Indian Premium League Data Analysis
The core objective of this project is to showcasae the utlization of Apache Spark for data analysis. We will also use
1. Databricks
2. SQL Analytics
3. Amazon S3 (Simple Storage Service)
Python Libraries utilized.
-
pandas : Clean and prepare data (e.g., handling missing values), Create new features (e.g., veteran status), Perform data analysis (e.g., finding top scorers)
-
numpy : Perform numerical computations (if needed for feature engineering or analysis)
-
matplotlib.pyplot : Create basic visualizations (plots) to explore data
-
seaborn : Create advanced statistical visualizations to understand data relationships
========================================================== ABOUT THE PROJECT =========================================================
Indian Premier League (IPL) is a professional Twenty20 cricket tournament featuring world-class players, intense regional rivalries, and high-voltage matches attracting a massive global audience. The dataset contains data from 2008-2017 distributed over 5 different tables stored on a public Amazon S3 bucket.

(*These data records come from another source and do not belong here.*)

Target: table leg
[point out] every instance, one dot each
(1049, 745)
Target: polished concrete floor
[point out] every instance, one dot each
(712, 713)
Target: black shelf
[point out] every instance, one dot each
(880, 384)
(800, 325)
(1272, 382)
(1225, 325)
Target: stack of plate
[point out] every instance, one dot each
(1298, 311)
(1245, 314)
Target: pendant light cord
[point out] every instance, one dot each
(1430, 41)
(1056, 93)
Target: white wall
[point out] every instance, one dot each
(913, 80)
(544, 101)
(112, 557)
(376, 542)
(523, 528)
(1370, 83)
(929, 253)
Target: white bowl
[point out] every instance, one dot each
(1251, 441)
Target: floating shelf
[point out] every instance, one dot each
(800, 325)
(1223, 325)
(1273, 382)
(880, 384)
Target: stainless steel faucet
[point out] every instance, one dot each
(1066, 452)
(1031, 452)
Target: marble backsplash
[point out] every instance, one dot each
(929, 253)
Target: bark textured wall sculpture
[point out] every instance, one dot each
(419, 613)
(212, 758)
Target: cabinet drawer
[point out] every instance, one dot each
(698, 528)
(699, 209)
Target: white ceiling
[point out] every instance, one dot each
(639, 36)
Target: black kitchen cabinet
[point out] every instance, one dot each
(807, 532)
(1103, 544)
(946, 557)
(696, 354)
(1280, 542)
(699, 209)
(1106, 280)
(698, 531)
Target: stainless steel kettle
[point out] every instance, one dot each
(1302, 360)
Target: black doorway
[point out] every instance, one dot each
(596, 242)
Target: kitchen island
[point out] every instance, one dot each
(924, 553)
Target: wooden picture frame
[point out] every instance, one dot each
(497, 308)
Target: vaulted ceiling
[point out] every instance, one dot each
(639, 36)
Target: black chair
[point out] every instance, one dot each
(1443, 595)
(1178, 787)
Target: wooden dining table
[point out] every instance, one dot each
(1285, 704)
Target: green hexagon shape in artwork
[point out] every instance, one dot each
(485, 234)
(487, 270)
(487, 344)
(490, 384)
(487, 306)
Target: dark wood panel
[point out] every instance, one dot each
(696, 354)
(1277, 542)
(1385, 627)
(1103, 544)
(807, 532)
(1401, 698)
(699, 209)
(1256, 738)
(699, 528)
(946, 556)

Table details The IPL data contains 5 tables offering insights into the matches, players, and teams. Here's a quick overview of each:
-
Ball_by_Ball.csv: This table dives deep into every ball bowled in a match. It includes details like the match ID, over number, who's batting and bowling, runs scored, and dismissal information (if any).
-
Match.csv: This table focuses on the broader match details. You'll find information like the match ID, date, season year, teams playing, venue, toss winner, and ultimately, who emerged victorious.
-
Player.csv: This table provides basic player information, including their unique ID, name, date of birth, batting style (left-handed or right-handed), bowling skill (if applicable), and their nationality.
-
Player_match.csv: This table links players to specific matches. It contains details like the match ID, player ID, along with information specific to that match, such as the player's role (batsman, bowler, etc.), their team, and their performance statistics.
-
Team.csv: This table keeps track of the teams. It includes a unique team ID, an external identifier (for linking with other datasets potentially), and the team's full name.
By combining data from these tables, one can analyze various aspects of the IPL, like player performance across matches, team strategies, and overall trends throughout the seasons.